A Ourogal fez um acordo de cavalheiros com os dois proprietários das courelas e a empresa passou a patrocinar a preservação da oliveira milenar. Paralelamente, comprometeu-se com Fernando Matos, o proprietário de uma das courelas, a fazer-lhe a entrega de 500 litros de azeite. O compromisso previa ainda o tratamento da terra e o transplante de meia dúzia de oliveiras.

Teresa Abreu e Francisco Fernandes, proprietários da outra exploração, pediram o transplante de 50 oliveiras e a construção de um muro. Por sua vez, a árvore pertence a Ermelinda Marques, de 95 anos, que recebeu da Ourogal a garantia de que a árvore seria protegida.

O passo seguinte era a classificação da oliveira como exemplar de Interesse Público. “Contactei o Instituto da Conservação da Natureza e Florestas nesse sentido e fui informado que tinha de estar destacada num círculo com 50 metros de diâmetro”, refere o administrador da empresa.

Aconchegar com terra

O estado deplorável em que a árvore se encontrava exigia uma intervenção urgente, “senão podia perder-se”, recorda ao PÚBLICO António Cordeiro, Investigador no Instituto Nacional de Investigação Agrária e Veterinária (INIAV), que coordenou os trabalhos. É que, em décadas anteriores, foram retiradas terras de barro em redor da oliveira para utilização na indústria cerâmica, deixando expostas as primeiras raízes e levando ao definhamento da árvore.
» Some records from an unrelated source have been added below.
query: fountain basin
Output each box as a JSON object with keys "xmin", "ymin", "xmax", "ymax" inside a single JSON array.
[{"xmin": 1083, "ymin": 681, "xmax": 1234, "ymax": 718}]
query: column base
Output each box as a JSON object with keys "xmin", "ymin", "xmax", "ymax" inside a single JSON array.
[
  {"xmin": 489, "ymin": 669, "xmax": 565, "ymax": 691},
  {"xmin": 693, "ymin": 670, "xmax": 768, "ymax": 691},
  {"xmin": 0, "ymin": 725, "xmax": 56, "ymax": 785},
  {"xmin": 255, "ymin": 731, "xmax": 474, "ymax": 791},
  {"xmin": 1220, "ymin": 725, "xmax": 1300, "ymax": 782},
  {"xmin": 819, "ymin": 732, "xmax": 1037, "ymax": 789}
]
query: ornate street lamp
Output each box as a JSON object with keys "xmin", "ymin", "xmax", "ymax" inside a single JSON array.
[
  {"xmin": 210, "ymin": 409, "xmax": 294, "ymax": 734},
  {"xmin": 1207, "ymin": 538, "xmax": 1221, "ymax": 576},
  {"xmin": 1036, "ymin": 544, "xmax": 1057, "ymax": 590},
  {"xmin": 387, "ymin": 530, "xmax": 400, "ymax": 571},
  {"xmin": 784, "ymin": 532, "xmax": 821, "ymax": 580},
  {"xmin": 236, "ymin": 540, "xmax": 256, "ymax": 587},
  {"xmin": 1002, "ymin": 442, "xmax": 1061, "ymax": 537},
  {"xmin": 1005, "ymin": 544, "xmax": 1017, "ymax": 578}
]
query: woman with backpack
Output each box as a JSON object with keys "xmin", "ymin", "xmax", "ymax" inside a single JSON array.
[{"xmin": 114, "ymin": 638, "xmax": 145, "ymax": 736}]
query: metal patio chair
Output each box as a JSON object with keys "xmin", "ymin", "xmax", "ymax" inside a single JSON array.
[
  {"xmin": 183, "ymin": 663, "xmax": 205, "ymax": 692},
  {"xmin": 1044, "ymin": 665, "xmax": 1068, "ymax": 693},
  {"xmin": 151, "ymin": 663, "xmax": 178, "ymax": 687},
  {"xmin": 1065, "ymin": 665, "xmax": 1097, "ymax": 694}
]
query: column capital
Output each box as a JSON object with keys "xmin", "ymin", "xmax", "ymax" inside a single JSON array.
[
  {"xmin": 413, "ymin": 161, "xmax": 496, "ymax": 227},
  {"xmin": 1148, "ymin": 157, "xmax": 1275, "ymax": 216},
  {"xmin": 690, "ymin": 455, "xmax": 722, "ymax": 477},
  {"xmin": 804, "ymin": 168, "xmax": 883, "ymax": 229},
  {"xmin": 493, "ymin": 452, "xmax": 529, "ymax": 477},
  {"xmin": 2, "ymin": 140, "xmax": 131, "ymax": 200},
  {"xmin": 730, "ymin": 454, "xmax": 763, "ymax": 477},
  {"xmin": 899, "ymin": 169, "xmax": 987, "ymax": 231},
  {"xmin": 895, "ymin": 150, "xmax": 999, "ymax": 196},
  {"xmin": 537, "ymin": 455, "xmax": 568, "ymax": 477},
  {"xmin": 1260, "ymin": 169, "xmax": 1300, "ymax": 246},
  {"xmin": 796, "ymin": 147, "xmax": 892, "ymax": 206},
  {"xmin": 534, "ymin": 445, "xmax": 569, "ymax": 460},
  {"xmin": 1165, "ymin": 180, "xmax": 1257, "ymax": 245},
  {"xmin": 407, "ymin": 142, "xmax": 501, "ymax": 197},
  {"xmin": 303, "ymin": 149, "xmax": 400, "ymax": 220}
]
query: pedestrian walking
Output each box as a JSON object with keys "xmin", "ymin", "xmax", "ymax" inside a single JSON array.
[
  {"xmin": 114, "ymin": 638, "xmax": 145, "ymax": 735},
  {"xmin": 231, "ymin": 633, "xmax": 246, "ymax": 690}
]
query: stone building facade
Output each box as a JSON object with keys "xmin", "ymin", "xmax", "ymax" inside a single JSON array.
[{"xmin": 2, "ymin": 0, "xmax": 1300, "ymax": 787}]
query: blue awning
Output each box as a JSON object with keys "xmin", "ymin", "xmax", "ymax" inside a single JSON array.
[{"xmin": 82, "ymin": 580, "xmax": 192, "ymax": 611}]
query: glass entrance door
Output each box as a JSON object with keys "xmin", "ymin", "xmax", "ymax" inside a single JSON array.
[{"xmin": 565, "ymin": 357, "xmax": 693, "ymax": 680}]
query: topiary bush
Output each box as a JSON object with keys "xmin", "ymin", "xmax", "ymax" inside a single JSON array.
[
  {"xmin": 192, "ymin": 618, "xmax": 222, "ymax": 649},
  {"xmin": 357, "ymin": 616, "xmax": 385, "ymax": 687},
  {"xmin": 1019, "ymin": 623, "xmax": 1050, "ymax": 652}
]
Foi necessário construir um murete de protecção em redor da árvore com o diâmetro da copa, aconchegá-la com terra e podá-la.

As oliveiras milenares precisam sempre de imensos cuidados. O exemplar do Mouchão, como todos os que têm milhares de anos, é, na sua génese, um zambujeiro (Olea europaea var. sylvestris). São oliveiras-bravas que foram enxertadas com a variedade portuguesa, a galega. Mas com a falta de manutenção, a árvore acabou por retomar a sua condição inicial de zambujeiro.

No último Verão, o investigador do INIAV deslocou-se a Cascalhos para observar a árvore e reparouque esta tinha reagido bem ao tratamento feito, sobretudo na copa e na protecção radicular, que deram estabilidade à planta.”

O local onde se encontra a oliveira do Mouchão passou a receber turistas das mais variadas partes do mundo para observar a árvore que produz azeite desde o tempo dos faraós.

O investigador da UTAD explicou ao PÚBLICO, em Fevereiro de 2017, o segredo da longevidade das oliveiras milenares, salvaguardando um aspecto essencial“Quando se diz que uma oliveira tem 2000 anos, é óbvio que não há nenhuma célula com 2000 anos. À medida que a parte mais velha vai morrendo, a árvore rejuvenesce e emite novos rebentos que mantêm a árvore viva e de uma forma quase infinita.” Se não ocorrer nenhum processo anormal à árvore, “esta poderia ter uma vida quase eterna.”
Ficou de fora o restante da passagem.